Here we use a pretrained Convolutional Neural Network (CNN) to provide such features in the form of a 2048-dim vector that we then feed into a UMAP algorithm.
The aim here is to extract representations mapped into an embedded space in such a way that nominal images that are similar to each other have a smaller distance between them than images that are dissimilar. In other words, some form of clustering in the embedded space is observed where we should expect the vast majority of nominal images to cluster closer together while the anomalous ones to form a cluster that is topologically separated from the nominal cluster or has a small overlap with it.
ResNet-50
The ResNet-50 model is a deep convolutional neural network.

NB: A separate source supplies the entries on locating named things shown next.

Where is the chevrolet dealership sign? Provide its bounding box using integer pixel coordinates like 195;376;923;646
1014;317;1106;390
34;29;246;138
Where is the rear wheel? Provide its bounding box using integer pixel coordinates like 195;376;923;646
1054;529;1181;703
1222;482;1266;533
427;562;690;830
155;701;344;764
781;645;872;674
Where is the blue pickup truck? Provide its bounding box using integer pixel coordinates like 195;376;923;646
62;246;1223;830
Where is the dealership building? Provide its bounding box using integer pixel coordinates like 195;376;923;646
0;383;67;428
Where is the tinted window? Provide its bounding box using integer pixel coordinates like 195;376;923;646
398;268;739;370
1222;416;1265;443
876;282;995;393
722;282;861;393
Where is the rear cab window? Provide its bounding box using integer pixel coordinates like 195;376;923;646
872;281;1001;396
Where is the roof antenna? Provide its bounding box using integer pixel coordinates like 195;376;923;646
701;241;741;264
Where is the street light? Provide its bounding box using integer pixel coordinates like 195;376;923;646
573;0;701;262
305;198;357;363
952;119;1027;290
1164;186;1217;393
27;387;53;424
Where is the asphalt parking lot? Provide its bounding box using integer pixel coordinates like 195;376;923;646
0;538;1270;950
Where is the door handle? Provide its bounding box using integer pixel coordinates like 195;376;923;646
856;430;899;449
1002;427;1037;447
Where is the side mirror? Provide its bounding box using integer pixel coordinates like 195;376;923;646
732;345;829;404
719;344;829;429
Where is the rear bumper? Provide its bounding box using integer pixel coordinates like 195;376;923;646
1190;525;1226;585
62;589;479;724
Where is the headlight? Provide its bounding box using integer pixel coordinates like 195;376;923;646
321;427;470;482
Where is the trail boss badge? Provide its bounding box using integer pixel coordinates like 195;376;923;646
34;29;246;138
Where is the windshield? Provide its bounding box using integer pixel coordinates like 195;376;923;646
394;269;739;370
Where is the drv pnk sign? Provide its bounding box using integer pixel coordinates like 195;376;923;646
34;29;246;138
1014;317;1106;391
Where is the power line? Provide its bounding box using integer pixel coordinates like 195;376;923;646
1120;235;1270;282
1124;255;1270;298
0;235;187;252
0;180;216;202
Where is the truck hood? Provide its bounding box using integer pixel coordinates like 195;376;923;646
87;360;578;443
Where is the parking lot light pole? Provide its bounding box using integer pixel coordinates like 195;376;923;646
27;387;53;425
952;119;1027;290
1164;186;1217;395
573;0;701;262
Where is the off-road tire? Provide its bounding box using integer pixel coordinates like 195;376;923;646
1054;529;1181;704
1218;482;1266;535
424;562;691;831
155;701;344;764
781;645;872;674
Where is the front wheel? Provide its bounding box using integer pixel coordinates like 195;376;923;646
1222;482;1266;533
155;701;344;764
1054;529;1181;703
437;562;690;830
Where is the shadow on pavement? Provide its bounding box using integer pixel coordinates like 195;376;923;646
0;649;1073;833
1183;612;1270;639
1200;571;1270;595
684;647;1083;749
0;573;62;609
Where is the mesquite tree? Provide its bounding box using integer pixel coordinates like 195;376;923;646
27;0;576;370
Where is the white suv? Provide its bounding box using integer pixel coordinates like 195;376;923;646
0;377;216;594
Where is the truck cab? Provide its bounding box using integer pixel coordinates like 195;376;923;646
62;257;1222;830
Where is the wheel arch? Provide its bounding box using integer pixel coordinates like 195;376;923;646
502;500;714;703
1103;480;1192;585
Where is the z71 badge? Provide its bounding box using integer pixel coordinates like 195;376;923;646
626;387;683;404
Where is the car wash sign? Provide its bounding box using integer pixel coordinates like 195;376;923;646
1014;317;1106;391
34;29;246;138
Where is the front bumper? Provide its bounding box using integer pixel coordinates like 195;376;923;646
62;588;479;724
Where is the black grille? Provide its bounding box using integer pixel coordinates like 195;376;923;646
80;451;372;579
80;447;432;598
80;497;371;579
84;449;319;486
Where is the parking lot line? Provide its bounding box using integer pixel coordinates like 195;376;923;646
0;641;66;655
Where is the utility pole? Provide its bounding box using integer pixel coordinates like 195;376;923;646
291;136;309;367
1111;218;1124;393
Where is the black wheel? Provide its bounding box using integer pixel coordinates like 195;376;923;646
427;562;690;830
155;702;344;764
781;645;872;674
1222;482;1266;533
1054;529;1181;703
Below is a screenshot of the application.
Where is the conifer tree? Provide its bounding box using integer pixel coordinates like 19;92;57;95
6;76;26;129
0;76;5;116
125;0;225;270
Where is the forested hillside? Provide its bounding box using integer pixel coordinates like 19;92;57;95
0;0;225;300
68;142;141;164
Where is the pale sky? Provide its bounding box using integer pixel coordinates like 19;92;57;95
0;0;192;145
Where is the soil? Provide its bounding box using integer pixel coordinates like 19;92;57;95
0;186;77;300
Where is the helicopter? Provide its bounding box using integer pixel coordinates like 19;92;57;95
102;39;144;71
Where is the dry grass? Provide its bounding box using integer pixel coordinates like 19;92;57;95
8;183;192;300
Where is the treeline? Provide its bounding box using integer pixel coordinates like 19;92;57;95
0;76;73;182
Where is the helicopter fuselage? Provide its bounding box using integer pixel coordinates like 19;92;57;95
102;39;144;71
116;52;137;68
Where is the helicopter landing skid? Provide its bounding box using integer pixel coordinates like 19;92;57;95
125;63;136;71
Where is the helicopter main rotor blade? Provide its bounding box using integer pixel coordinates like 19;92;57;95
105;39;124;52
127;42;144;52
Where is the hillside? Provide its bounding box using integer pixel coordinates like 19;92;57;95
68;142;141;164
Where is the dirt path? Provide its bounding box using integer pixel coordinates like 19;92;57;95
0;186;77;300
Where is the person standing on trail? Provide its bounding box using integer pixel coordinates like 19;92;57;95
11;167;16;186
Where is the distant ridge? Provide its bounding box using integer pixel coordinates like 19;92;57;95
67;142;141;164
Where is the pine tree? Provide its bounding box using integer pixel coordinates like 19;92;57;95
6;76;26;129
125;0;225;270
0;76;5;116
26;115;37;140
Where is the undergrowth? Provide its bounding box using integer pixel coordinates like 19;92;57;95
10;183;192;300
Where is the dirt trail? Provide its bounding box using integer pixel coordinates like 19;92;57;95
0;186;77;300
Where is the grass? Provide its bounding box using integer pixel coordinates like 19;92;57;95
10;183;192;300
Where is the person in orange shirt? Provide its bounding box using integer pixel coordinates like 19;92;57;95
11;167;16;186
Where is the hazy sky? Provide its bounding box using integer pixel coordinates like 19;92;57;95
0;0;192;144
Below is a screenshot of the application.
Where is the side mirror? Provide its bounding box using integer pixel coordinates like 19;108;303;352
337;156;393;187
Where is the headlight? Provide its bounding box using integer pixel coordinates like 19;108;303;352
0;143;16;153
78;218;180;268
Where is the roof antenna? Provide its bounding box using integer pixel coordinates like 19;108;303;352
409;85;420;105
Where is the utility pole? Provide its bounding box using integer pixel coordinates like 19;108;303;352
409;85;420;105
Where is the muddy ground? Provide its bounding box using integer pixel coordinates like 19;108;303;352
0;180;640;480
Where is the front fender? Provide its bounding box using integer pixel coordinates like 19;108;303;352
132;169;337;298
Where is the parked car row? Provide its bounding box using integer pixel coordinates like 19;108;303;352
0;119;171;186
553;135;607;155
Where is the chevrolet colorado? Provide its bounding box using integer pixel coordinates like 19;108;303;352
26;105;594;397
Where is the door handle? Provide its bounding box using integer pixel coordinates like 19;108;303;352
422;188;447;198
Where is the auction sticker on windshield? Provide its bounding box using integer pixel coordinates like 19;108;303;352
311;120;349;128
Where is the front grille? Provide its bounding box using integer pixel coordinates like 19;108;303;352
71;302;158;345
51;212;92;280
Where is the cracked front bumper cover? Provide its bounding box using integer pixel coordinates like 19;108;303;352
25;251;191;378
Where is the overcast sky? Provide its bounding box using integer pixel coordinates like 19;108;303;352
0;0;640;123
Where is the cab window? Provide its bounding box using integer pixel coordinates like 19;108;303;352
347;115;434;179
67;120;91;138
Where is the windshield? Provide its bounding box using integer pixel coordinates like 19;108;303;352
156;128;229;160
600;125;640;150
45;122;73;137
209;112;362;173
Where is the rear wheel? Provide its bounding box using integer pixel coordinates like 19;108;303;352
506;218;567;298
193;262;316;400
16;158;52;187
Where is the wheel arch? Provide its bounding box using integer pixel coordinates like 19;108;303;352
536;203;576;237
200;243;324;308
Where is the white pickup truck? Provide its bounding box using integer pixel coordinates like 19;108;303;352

It was pretrained in a discriminative way on a large dataset of natural images known as ImageNet that has K=1000 classes.
For each 224×224 dataset image in our training dataset we obtain a 2048-dim vector at the global pooling layer.
Visualizing the test and train datasets with UMAP
We tried three dimension-reducing algorithms: PCA, UMAP and t-SNE and based on the results we selected the UMAP algorithm for this task. UMAP forms clusters that construct a weighted k-nearest neighbors graph to model the high-dimensional data structure and then optimizes a low-dimensional representation of this graph to preserve topological features of the original data.
The visualization above is indicative of the clustering but clustering needs to be quantified in a dimensional space that is greater than d=2 or d=3 that is used for visualization purposes.